Jason Mattick has taken over as executive chef of Milo and Olive and he is terrific. He was executive chef at Palate and in addition he has done stages at Fat Duck, Quince, Ortolon, Sona and Ritz Carlton, Laguna Nigel. That is one impressive resume. He is passionate about cuisine and ingredient quality. Every Wednesday he is at the Farmer’s Market in Santa Monica and the “goodies” he finds are extraordinary.
We like to go early so we can sit at the bar and chat with Jason and their wonderful staff before the crush of people.
Marinated white anchovies on a bed of pickled jardiniere, nicoise olives – perfect dice on the jardiniere, full of flavor anchovies and the whole seasoned with a deft hand
Musk melon, burrata, American proscuitto, opal basil seasoned with fleur de sel, pepper and Saba – grape sweet syrup. Jason had picked up the melons that morning at the farmer’s market. The combination of ingredients was a perfect marriage and the addition of the saba was extraordinary. I intend to buy Saba ASAP!
Saba from Milo and Olive
I did buy Saba from Bay Cities
Charcoal roasted squash (again chosen from the farmer’s market that morning), scallions, French feta, garlic, Tzatziki – John is fast becoming a “veggie” person.

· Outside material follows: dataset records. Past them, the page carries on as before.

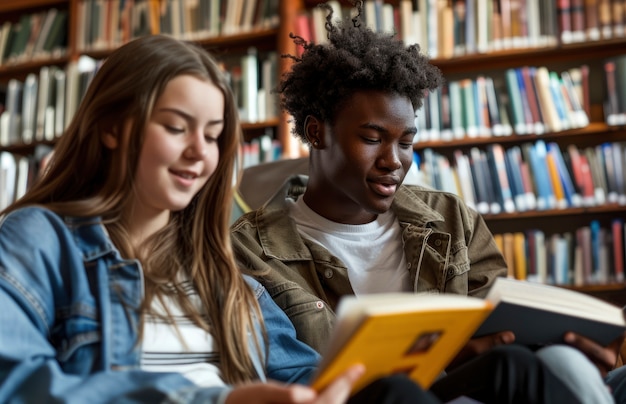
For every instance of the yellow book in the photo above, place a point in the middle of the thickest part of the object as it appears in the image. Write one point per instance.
(389, 333)
(520, 254)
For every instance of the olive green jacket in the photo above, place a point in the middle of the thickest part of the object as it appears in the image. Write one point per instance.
(447, 245)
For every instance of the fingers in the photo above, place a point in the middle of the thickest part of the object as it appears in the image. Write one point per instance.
(339, 390)
(271, 392)
(477, 346)
(483, 344)
(603, 357)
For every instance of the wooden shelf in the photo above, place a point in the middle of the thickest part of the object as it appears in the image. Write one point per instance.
(516, 57)
(553, 221)
(560, 213)
(578, 136)
(14, 5)
(22, 69)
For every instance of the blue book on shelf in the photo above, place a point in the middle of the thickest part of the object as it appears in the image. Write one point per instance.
(572, 196)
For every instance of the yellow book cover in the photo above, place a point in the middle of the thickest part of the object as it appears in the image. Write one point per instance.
(414, 334)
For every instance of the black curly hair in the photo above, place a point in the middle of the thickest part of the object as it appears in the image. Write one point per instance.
(355, 59)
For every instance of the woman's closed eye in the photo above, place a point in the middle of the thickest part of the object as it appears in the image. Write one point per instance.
(174, 129)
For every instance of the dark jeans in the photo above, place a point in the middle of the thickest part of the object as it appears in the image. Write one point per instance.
(505, 374)
(397, 389)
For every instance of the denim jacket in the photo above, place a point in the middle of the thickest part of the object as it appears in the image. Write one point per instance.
(68, 331)
(447, 245)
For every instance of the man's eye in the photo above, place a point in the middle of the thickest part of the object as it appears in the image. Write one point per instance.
(371, 140)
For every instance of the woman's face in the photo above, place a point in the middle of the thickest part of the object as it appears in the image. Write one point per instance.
(180, 150)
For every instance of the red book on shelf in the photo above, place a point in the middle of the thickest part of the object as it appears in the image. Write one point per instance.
(618, 229)
(584, 69)
(605, 18)
(533, 102)
(592, 20)
(563, 9)
(577, 14)
(612, 108)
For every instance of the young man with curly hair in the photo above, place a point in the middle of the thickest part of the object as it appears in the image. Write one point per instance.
(352, 227)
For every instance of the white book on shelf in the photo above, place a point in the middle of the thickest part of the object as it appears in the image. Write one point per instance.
(29, 107)
(7, 179)
(59, 102)
(250, 85)
(4, 129)
(407, 28)
(42, 101)
(23, 173)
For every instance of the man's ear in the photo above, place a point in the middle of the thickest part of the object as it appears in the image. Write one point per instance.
(314, 131)
(110, 140)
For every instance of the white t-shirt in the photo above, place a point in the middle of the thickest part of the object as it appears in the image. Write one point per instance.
(164, 351)
(373, 252)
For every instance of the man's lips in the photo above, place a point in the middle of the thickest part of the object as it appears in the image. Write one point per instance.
(384, 186)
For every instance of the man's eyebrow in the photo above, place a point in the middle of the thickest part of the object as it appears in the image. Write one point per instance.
(188, 117)
(410, 130)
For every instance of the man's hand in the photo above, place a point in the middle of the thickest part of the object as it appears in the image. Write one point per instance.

Deep Fried Soft Shells that had been tempura battered with beer with a sauce of wholegrain and dijon mustard, mayonnaise, lemon and red wine vinegar
Soft Shells – up close – you can see that the soft shells were fried to perfection and the sauce a perfect accompaniment
Red Rose potatoes, artichokes, Fontina, Black Truffles – this was in a word decadent although the addition of eggs did cross my mind.
Bentagliati Pasta with Lamb Ragu, Nicoise olives, mint, mirepoix, parmesan – the ragu was perfectly seasoned. This is a staff that actually tastes the food continually to check for seasoning and it shows in the final product.
To say I am impressed with Chef Jason Mattick is a huge understatement. He is definitely a chef to watch. I would label him a rising star chef.